A ruling in March this year on noise nuisance has sounded a warning bell for landowners and businesses where noisy activities and unhappy neighbours could be an issue.

The High Court found in favour of two Suffolk residents claiming that the operators of a stadium and track used for speedway racing and banger racing created a noise nuisance. The Court granted an injunction against the operators limiting the noise that could be emitted from the racing venues and awarded damages for the historic impact. 

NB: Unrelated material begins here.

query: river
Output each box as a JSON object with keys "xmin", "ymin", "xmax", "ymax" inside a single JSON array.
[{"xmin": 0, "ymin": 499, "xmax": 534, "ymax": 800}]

The case is the latest in a line of successful actions against motor sport operators and is of particular interest as the claimants claimed against the landlord as well as the tenants, and the operators’ claim to a prescriptive right to emit noise was dismissed. In the first instance, the claim against the landlord was dismissed, as it was held that a landlord cannot be liable in nuisance for acts of his tenant where premises, which are not themselves a nuisance, are let for a purpose which can be achieved without a nuisance, but the tenant chooses so to use a demised premises as to create a nuisance.

Businesses whose operations generate noise need to be aware that neighbouring businesses and local residents are increasingly looking towards the Courts to protect them from what they perceive to be excessively noisy activities in their neighbourhoods. If successful, the injunctions awarded by the Courts can severely curtail the activities of the business and may shut it down altogether. 

Landowners and businesses who receive complaints should engage with the complainant and take steps at an early stage to address their concerns to avoid expensive and time-consuming litigation.